Shangri-La, qui fait partie des cinq titres en lice pour l’attribution du Grand Prix de la Critique ACBD 2017, impressionne d’abord par sa capacité à créer un environnement complet d’une cohérence, d’une précision et d’une finesse étonnantes. C’est bien la marque d’un grand récit de science-fiction de type space opera, genre dans lequel le travail de Mathieu Bablet s’inscrit d’emblée avec brio. Du fonctionnement de la station au design des équipements, tout témoigne d’un soin méticuleux qui favorise l’immersion du lecteur.
Il y a ensuite la société décrite qui saisit. Entre dystopie consumériste et critique des xénophobies et comportements ségrégationnistes, la vie et le fonctionnement de la station se présentent clairement comme le reflet de nos sociétés actuelles. Nous y découvrons une sorte d’extrapolation crédible et convaincante de ce vers quoi nous mènent notre quête de confort matérialiste, notre repli individualiste et nos besoins d’épanchement violent de nos frustrations.
La dimension politique adopte des formes diverses et témoigne de la richesse de l’œuvre : critique de la société de consommation, dénonciation des logiques d’exploitation et d’exclusion de certaines catégories d’individus ou réflexion sur les comportements des masses. On trouve des détails quotidiens, comme le rapport aux médias et à la publicité, ainsi que des mises en scène plus générales portant sur la pratique du politique par ses dirigeants, qu’ils soient du côté du pouvoir ou du côté de la contestation, depuis leurs visées jusqu’aux outils dont ils usent pour assurer leur domination.
Mais c’est, in fine, la lecture métaphysique de Shangri-La qui l’emporte. Mathieu Bablet, par son récit, traite de la place de l’homme dans l’univers, questionne la nature humaine à travers un écheveau des destinées qui tisse peu à peu la trame de la tragédie de l’existence.

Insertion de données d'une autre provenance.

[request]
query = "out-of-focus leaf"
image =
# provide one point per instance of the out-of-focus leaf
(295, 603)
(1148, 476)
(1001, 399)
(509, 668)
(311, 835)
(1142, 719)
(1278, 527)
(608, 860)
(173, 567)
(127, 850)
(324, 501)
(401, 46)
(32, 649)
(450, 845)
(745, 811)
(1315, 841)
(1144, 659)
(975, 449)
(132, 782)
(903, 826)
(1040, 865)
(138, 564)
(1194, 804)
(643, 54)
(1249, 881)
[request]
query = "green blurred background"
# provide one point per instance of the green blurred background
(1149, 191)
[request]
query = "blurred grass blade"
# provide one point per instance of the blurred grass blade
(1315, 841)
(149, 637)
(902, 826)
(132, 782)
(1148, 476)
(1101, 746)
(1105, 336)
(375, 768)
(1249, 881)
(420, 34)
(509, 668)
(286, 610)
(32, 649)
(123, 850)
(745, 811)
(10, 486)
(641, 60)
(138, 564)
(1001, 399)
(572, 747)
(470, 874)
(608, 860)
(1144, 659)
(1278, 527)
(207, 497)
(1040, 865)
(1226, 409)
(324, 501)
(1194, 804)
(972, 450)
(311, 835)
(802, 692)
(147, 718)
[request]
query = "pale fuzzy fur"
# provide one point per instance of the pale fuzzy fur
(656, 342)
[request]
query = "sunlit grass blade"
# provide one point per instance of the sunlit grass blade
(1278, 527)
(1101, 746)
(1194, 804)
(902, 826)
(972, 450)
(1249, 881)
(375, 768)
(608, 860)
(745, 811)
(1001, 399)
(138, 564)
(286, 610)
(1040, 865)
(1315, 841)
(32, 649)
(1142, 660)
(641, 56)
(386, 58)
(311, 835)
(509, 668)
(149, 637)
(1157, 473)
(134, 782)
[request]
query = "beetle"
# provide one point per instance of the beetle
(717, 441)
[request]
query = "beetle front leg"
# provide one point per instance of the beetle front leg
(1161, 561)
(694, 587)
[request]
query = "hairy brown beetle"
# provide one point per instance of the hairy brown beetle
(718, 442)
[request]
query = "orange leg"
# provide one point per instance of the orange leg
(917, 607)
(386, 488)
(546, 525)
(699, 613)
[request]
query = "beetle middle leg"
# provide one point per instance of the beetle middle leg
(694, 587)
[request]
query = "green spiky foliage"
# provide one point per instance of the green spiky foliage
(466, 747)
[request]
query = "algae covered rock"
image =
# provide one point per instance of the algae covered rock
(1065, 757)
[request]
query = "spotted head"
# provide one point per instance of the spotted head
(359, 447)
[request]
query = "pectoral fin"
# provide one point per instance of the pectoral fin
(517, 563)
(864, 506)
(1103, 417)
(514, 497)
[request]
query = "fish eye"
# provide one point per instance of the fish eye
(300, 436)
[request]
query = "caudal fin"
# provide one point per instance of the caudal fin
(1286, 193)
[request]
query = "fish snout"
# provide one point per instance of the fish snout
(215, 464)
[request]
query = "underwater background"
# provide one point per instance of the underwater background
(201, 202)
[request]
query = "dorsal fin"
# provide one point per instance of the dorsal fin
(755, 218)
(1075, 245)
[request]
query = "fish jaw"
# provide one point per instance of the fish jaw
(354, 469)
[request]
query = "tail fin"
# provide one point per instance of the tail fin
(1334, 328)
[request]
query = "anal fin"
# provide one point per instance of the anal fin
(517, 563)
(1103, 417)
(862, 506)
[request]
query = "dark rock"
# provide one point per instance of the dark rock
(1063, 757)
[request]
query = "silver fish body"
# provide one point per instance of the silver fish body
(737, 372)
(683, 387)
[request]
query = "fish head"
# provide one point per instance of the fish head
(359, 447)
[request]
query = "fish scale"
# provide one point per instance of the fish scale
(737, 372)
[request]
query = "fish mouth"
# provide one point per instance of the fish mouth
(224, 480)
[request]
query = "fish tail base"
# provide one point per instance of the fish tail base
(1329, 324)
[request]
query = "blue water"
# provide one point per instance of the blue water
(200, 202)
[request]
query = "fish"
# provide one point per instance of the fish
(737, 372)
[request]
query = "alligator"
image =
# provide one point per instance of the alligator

Non pas strictement celle du sens de la vie, présente cependant, mais celle du monde livré aux générations futures. La morale de l’histoire conserve par là une dimension pratique.
Ce versant de l’ouvrage se distingue par la place qu’il ménage à l’imaginaire, puissance créatrice qui vient contrebalancer et mettre en relief la mécanique destructrice des hommes liée à un progrès technologique toujours plus menaçant. L’intrigue des scientifiques en pleine hubris, se fantasmant divinités jouant avec les lois de l’univers pour créer la vie, concrétise précisément ce conflit des possibles humains : tout pouvoir et pouvoir tout rêver, pour ne plus rien voir et vouloir tout briser.
Pour autant, et c’est une des forces du récit, demeure un indécidable quand à cette leçon délivrée. Si la lecture semble pessimiste, une forme d’espoir perdure, incarnée par la beauté et la puissance de la nature comme le montrent les deux récits enchâssant la grande aventure de nos héros. Dans son interprétation finale Shangri-La, suspend en quelque sorte le jugement et nous laisse avant tout face à la puissance tragique des destinées, individuelles et collectives, humaines, trop humaines.